As it happens, the major browsers still can do XML 'includes' to some extent, since by some miracle they haven't torn out their support for XSLT 1.0. E.g. this outputs "FizzBuzz" on Firefox:
<!-- fizz.xml -->
<?xml version="1.0" encoding="UTF-8"?>
<?xml-stylesheet type="application/xslt+xml" href="style.xslt"?>
<fizz>Fizz<buzz/></fizz>
<!-- style.xslt -->
<?xml version="1.0" encoding="UTF-8"?>
<xsl:stylesheet version="1.0" xmlns:xsl="http://www.w3.org/1999/XSL/Transform">
<xsl:template match="buzz">
<xsl:value-of select="document('buzz.xml')"/>
</xsl:template>
</xsl:stylesheet>
<!-- buzz.xml -->
<?xml version="1.0" encoding="UTF-8"?>
<buzz>Buzz</buzz>
You can even use XSLT for HTML5 output, if you're careful. But YMMV with which XML processors will support stylesheets.Nice, didn't think of that approach and It should work very well for the purposes of static headers and footers.
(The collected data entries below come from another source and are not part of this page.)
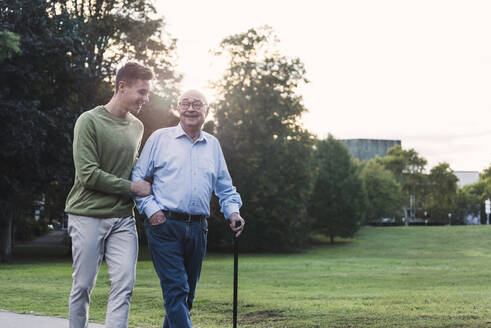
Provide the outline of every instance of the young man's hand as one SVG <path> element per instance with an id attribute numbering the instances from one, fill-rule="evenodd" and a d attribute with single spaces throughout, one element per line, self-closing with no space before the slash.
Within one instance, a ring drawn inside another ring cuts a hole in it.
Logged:
<path id="1" fill-rule="evenodd" d="M 145 180 L 138 180 L 131 183 L 131 192 L 137 196 L 145 197 L 152 194 L 152 185 Z"/>

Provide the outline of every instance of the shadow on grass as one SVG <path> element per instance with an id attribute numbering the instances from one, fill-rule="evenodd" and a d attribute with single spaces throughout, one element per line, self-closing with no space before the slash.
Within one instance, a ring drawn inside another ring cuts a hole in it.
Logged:
<path id="1" fill-rule="evenodd" d="M 241 254 L 270 256 L 297 254 L 309 251 L 312 247 L 341 247 L 355 244 L 355 239 L 335 238 L 334 244 L 331 244 L 329 237 L 323 234 L 314 234 L 309 238 L 309 242 L 304 248 L 284 252 L 243 252 Z M 212 256 L 230 256 L 233 255 L 233 248 L 230 249 L 213 249 L 207 253 Z M 151 261 L 151 256 L 146 244 L 139 246 L 138 261 Z M 69 247 L 15 247 L 13 248 L 13 264 L 43 263 L 43 262 L 71 262 L 72 255 Z"/>
<path id="2" fill-rule="evenodd" d="M 71 262 L 72 253 L 68 247 L 14 247 L 12 264 L 44 262 Z M 139 247 L 138 261 L 151 261 L 146 246 Z"/>
<path id="3" fill-rule="evenodd" d="M 206 301 L 200 300 L 198 308 L 205 308 L 207 312 L 213 312 L 217 314 L 230 314 L 231 304 L 230 302 L 220 301 Z M 259 323 L 266 322 L 278 322 L 287 319 L 286 311 L 281 309 L 268 309 L 262 308 L 259 304 L 247 303 L 239 304 L 237 311 L 239 324 L 257 325 Z"/>
<path id="4" fill-rule="evenodd" d="M 257 324 L 268 321 L 280 321 L 283 319 L 283 311 L 281 310 L 263 310 L 247 313 L 240 318 L 238 322 L 241 324 Z"/>
<path id="5" fill-rule="evenodd" d="M 309 237 L 309 243 L 310 245 L 313 246 L 343 246 L 343 245 L 349 245 L 355 243 L 354 238 L 341 238 L 341 237 L 336 237 L 334 238 L 334 244 L 331 244 L 331 239 L 323 234 L 312 234 Z"/>
<path id="6" fill-rule="evenodd" d="M 68 247 L 15 247 L 12 264 L 66 262 L 72 260 Z"/>

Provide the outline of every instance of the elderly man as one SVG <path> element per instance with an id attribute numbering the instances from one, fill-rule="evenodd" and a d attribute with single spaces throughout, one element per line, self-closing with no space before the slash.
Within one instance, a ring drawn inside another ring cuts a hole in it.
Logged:
<path id="1" fill-rule="evenodd" d="M 230 228 L 240 235 L 245 221 L 218 140 L 201 131 L 208 114 L 205 96 L 189 90 L 179 98 L 180 123 L 155 131 L 133 169 L 132 180 L 153 178 L 153 195 L 137 197 L 160 278 L 166 316 L 164 328 L 191 328 L 193 305 L 206 235 L 212 192 Z"/>
<path id="2" fill-rule="evenodd" d="M 128 327 L 138 255 L 130 192 L 152 193 L 147 181 L 130 181 L 143 136 L 133 114 L 148 101 L 152 78 L 149 68 L 127 63 L 116 74 L 109 103 L 83 113 L 75 124 L 75 182 L 65 207 L 73 256 L 70 328 L 87 327 L 90 293 L 104 257 L 111 280 L 106 327 Z"/>

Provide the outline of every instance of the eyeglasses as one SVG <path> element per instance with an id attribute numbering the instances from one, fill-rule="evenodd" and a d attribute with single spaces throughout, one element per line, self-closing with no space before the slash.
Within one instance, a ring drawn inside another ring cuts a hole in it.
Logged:
<path id="1" fill-rule="evenodd" d="M 189 106 L 193 106 L 194 110 L 201 110 L 203 108 L 203 103 L 201 101 L 195 101 L 193 103 L 182 101 L 179 103 L 179 109 L 187 110 Z"/>

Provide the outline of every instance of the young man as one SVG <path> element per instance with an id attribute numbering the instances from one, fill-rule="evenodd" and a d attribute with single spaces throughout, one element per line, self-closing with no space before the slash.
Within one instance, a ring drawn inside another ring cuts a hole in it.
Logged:
<path id="1" fill-rule="evenodd" d="M 133 115 L 148 101 L 152 78 L 149 68 L 127 63 L 116 74 L 109 103 L 83 113 L 75 124 L 75 182 L 65 207 L 73 256 L 70 328 L 87 327 L 103 257 L 111 281 L 106 327 L 128 327 L 138 254 L 130 193 L 152 193 L 147 181 L 130 181 L 143 135 L 143 124 Z"/>
<path id="2" fill-rule="evenodd" d="M 153 178 L 153 195 L 137 197 L 136 204 L 149 218 L 145 230 L 164 295 L 163 328 L 192 328 L 189 311 L 206 251 L 212 192 L 237 236 L 245 224 L 220 143 L 201 131 L 207 114 L 205 96 L 185 92 L 180 123 L 154 132 L 133 169 L 133 181 Z"/>

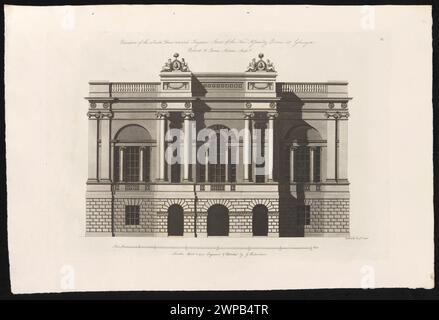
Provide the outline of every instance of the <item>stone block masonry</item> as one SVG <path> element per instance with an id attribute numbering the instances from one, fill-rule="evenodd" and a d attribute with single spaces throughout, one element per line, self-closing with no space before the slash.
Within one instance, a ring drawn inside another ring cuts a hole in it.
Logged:
<path id="1" fill-rule="evenodd" d="M 212 205 L 220 204 L 229 211 L 229 235 L 252 236 L 253 208 L 260 204 L 268 210 L 268 233 L 280 235 L 280 229 L 300 228 L 287 236 L 331 236 L 349 234 L 349 199 L 306 199 L 308 217 L 294 214 L 294 208 L 279 209 L 278 199 L 199 199 L 195 208 L 194 198 L 115 198 L 112 225 L 111 198 L 88 198 L 86 202 L 87 234 L 167 236 L 168 208 L 178 204 L 183 208 L 184 236 L 207 235 L 207 215 Z M 128 225 L 125 221 L 127 205 L 139 206 L 139 224 Z M 279 210 L 284 210 L 279 217 Z M 291 212 L 290 212 L 291 211 Z M 195 221 L 196 217 L 196 221 Z M 283 221 L 286 222 L 282 222 Z M 195 223 L 196 222 L 196 223 Z M 283 223 L 283 225 L 282 225 Z M 282 232 L 281 232 L 282 233 Z"/>
<path id="2" fill-rule="evenodd" d="M 111 198 L 86 200 L 87 233 L 111 233 Z"/>
<path id="3" fill-rule="evenodd" d="M 255 205 L 264 205 L 268 210 L 268 232 L 279 232 L 277 199 L 202 199 L 195 210 L 194 198 L 154 199 L 154 198 L 115 198 L 113 204 L 114 224 L 112 226 L 111 198 L 87 199 L 86 230 L 89 234 L 102 233 L 115 235 L 166 236 L 168 232 L 168 208 L 173 204 L 184 210 L 184 235 L 207 234 L 208 209 L 215 204 L 224 205 L 229 210 L 229 234 L 252 235 Z M 139 224 L 128 225 L 125 221 L 125 208 L 139 206 Z M 196 211 L 196 224 L 195 224 Z M 112 230 L 114 228 L 114 230 Z"/>
<path id="4" fill-rule="evenodd" d="M 349 199 L 307 199 L 310 223 L 305 236 L 312 234 L 349 234 Z"/>

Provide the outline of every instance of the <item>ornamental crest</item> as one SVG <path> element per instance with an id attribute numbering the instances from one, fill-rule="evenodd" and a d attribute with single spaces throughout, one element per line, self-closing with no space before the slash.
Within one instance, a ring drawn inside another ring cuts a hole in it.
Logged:
<path id="1" fill-rule="evenodd" d="M 178 59 L 179 54 L 174 53 L 174 61 L 171 59 L 168 59 L 168 61 L 165 63 L 165 65 L 162 68 L 162 72 L 175 72 L 175 71 L 181 71 L 181 72 L 188 72 L 189 67 L 184 61 L 184 58 L 181 58 L 181 60 Z"/>
<path id="2" fill-rule="evenodd" d="M 250 64 L 247 67 L 247 72 L 276 72 L 274 70 L 273 63 L 267 59 L 267 61 L 264 61 L 262 58 L 264 57 L 263 53 L 259 54 L 259 61 L 256 61 L 255 58 L 250 62 Z"/>

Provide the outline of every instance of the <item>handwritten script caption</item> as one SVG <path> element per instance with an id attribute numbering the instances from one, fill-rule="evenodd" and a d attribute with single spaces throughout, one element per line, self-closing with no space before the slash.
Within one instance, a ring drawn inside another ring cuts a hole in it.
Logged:
<path id="1" fill-rule="evenodd" d="M 191 53 L 246 53 L 267 47 L 285 48 L 306 48 L 314 45 L 314 41 L 296 38 L 294 40 L 271 39 L 251 39 L 251 38 L 231 38 L 231 39 L 122 39 L 121 45 L 126 46 L 182 46 L 187 52 Z"/>

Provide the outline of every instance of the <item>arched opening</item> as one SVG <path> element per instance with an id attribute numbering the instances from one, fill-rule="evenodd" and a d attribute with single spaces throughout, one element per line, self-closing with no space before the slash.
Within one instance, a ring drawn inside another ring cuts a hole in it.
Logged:
<path id="1" fill-rule="evenodd" d="M 168 209 L 168 236 L 182 236 L 184 233 L 183 208 L 173 204 Z"/>
<path id="2" fill-rule="evenodd" d="M 151 135 L 131 124 L 115 136 L 113 179 L 115 182 L 148 182 L 151 167 Z"/>
<path id="3" fill-rule="evenodd" d="M 253 236 L 268 235 L 268 209 L 263 204 L 253 208 Z"/>
<path id="4" fill-rule="evenodd" d="M 146 142 L 151 140 L 148 130 L 137 124 L 130 124 L 121 128 L 115 137 L 117 142 Z"/>
<path id="5" fill-rule="evenodd" d="M 320 182 L 325 144 L 320 133 L 311 126 L 291 128 L 284 138 L 282 179 L 296 183 Z"/>
<path id="6" fill-rule="evenodd" d="M 215 204 L 207 210 L 207 235 L 229 235 L 229 209 L 221 204 Z"/>

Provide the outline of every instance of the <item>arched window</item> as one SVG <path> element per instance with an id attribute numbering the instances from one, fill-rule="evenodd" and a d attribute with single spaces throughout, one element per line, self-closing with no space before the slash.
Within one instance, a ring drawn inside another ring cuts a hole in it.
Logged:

Yep, and this can be used to e.g. make a basically static site template and then do an include for `userdata.xml` to decorate your page with the logged in user's info (e.g. on HN, adding your username in the top right, highlighting your comments and showing the edit/delete buttons, etc.). You can for example include into a variable `<xsl:variable name="myinfo" select="document('userdata.xml')"/>` and then use it in xpath expressions like `$myinfo/user/@id`. Extremely simple, good for caching, lightweight, very high performance. Easy to fail gracefully to the logged out template. You basically get your data "API" for free since you're returning XML in your data model. I will never understand why it didn't take off.
XML includes are blocking because XSL support hasn't been updated for 25 years, but there's no reason why we couldn't have it async by now if resources were devoted to this instead of webusb etc.